As relevant to the FAO mandate, rural women across the Asian region play a critical role in ensuring the three pillars of food security - food production, economic access to available food, and nutritional security - for the members of their households in normal times and during uncertain periods. However, their roles are generally constrained, undervalued and usually executed in the face of enormous social, cultural and economic constraints. Furthermore, a lack of awareness and appreciation of the productive roles of rural women in many developing Asian countries has historically undervalued their contribution. This situation has resulted in enduring discrimination in rural women’s access to resources and opportunities reflected in significant indicators of female educational and health deficits.

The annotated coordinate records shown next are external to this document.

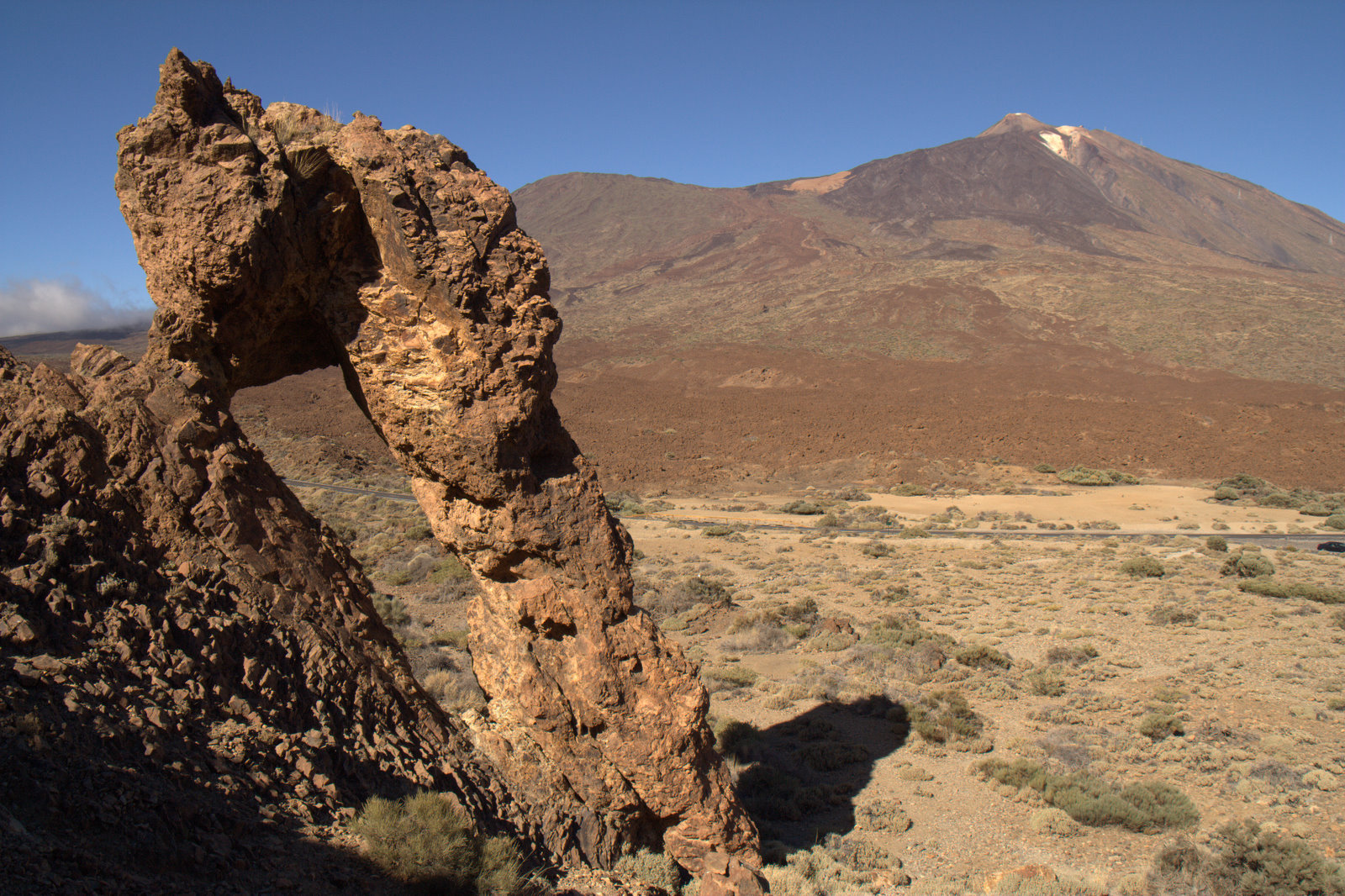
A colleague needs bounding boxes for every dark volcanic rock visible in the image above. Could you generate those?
[0,51,757,893]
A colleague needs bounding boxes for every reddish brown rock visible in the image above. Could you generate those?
[101,51,757,872]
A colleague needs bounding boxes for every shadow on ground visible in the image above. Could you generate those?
[720,696,910,851]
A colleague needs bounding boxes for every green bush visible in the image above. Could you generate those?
[780,500,827,517]
[1025,666,1067,697]
[614,847,682,893]
[980,759,1200,831]
[428,554,472,585]
[701,666,757,690]
[374,594,412,628]
[351,793,525,896]
[1237,578,1345,604]
[863,616,955,650]
[1056,466,1139,486]
[715,719,762,759]
[1219,551,1275,578]
[1121,554,1168,578]
[1139,713,1186,741]
[1146,820,1345,896]
[953,645,1013,668]
[910,690,984,744]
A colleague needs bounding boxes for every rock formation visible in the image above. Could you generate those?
[0,50,757,892]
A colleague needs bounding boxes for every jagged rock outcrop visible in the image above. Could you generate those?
[0,340,535,893]
[0,50,757,892]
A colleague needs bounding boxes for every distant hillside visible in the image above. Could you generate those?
[515,114,1345,387]
[514,114,1345,486]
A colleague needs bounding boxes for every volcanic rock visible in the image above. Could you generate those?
[0,50,758,892]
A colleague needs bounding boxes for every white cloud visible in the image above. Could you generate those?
[0,280,153,336]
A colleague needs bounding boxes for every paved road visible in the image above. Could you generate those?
[285,479,1340,551]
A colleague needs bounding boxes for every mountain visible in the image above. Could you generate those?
[514,114,1345,484]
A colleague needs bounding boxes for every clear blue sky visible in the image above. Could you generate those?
[0,0,1345,334]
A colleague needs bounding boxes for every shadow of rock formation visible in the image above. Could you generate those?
[721,696,910,851]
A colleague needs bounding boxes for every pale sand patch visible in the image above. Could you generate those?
[784,171,850,193]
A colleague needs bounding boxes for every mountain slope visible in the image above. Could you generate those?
[514,114,1345,484]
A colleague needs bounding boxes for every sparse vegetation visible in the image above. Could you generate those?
[1056,466,1139,486]
[952,645,1013,668]
[1219,551,1275,578]
[1146,820,1345,896]
[910,690,984,744]
[980,759,1200,831]
[351,793,527,896]
[1237,577,1345,604]
[1139,712,1186,740]
[1121,554,1166,578]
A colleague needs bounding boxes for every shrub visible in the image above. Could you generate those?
[1219,473,1271,493]
[1121,554,1168,578]
[863,616,955,648]
[614,846,682,893]
[1146,820,1345,896]
[780,500,827,517]
[715,719,762,759]
[910,690,984,744]
[374,594,412,628]
[1056,466,1139,486]
[351,793,525,896]
[980,759,1200,831]
[1026,666,1065,697]
[429,556,472,585]
[1237,577,1345,604]
[701,666,757,692]
[1139,713,1186,741]
[953,645,1013,668]
[1219,551,1275,578]
[1148,604,1200,625]
[1047,645,1098,666]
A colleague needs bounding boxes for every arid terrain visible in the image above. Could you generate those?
[269,430,1345,893]
[0,70,1345,896]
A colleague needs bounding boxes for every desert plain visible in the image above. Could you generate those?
[267,436,1345,893]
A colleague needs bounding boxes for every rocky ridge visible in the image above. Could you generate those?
[0,50,758,892]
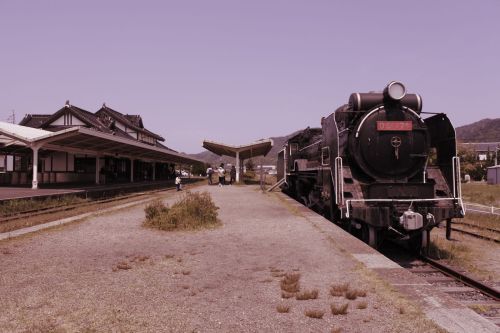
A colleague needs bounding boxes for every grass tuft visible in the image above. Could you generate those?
[305,310,325,319]
[356,301,368,310]
[330,303,349,316]
[281,291,296,299]
[144,192,220,231]
[330,283,349,297]
[276,304,290,313]
[116,261,132,270]
[345,289,358,301]
[280,273,300,293]
[295,289,319,301]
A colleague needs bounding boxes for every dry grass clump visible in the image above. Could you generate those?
[345,289,358,301]
[281,291,295,299]
[330,283,349,297]
[130,255,149,262]
[330,303,349,316]
[276,304,290,313]
[356,302,368,310]
[356,289,366,297]
[295,289,319,301]
[428,235,471,265]
[144,192,220,231]
[113,261,132,272]
[280,273,300,293]
[305,310,325,319]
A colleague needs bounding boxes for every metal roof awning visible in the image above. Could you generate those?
[203,139,273,160]
[0,122,203,164]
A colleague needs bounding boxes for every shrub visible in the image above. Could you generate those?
[295,289,319,301]
[144,192,220,231]
[330,303,349,315]
[144,200,168,220]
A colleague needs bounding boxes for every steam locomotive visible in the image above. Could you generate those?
[277,81,464,251]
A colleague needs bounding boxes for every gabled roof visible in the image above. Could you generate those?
[96,104,165,141]
[459,142,500,152]
[40,102,113,134]
[19,114,50,128]
[0,122,203,163]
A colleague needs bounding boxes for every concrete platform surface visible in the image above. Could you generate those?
[0,186,497,332]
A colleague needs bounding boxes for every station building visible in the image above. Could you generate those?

Achievements in gender equality differ considerably throughout Asia reflecting the great diversity in economic and human development indicators both between and within countries. Within the region’s complex resource environment, and amid the debate on food trade versus self-sufficiency for enhanced food security, the gender equity scorecard reveals enormous disparity. The progress achieved by a large number of urban women across Asia disguises the low human development indicators and extreme gender inequality experienced by rural women in the region. A macro analysis of women throughout Asia depicts a scenario of diversity, characterised by disparity in women’s economic achievements, political participation, educational advancement and social articulation. Such regional diversity and prevailing urban-rural disparity reflect differences of national priorities for the advancement of rural women and differing resource commitments for interventions to support gender parity in development.

In the decades since 1975, the development community has witnessed investment in women in development by various stakeholders resulting in demonstrable success in mobilising women and implementing programmes to improve their opportunities. Yet, as we enter the post Beijing Plus 10 Era in development history, overall the situation of women in Asia could be summed up as "duality", characterised by the co-existence of gender equality gains and gender equality gaps, set in the dualistic economic context of new prosperity and persistent abject poverty. To sum up, the foremost challenge for the advancement of rural women in Asia is the constant struggle between promotion of gender equality norms supported by global development planners, and the persisting traditional perceptions of women’s less important status that undermines gender equality in the national and local milieus. The "duality" aspect of women’s advancement is marked by "rural inequality" in which rural women’s access to resources including social, health and agriculture service systems frequently is accorded less importance in development planning. Furthermore, rural communities rigorously adhere to customary laws and norms of social stratification that perpetuate biases against rural women. Asian rural women’s relative educational disadvantage constitutes a barrier to their learning and their access to external information. Collectively, these factors undermine rural women’s capacity to take advantage of new agricultural technologies for productivity, natural resource management strategies for sustainability and emerging information and communication technologies for obtaining external information to improve their quality of life.

Recognising Asian rural women’s contributions and acknowledging the unique constraints they face, policies and programmes should address the issue of gender equal access to resources and removal of constraints on women’s advancement in all spheres of rural life to achieve the development objectives of food security and poverty alleviation. Hence, the FAO regional consultation focuses on the situation of Asian rural women in the context of the Beijing Plus 10 Era, explores policy and programme achievements to date for the advancement of rural women and examines the persisting constraints challenging rural women’s progress.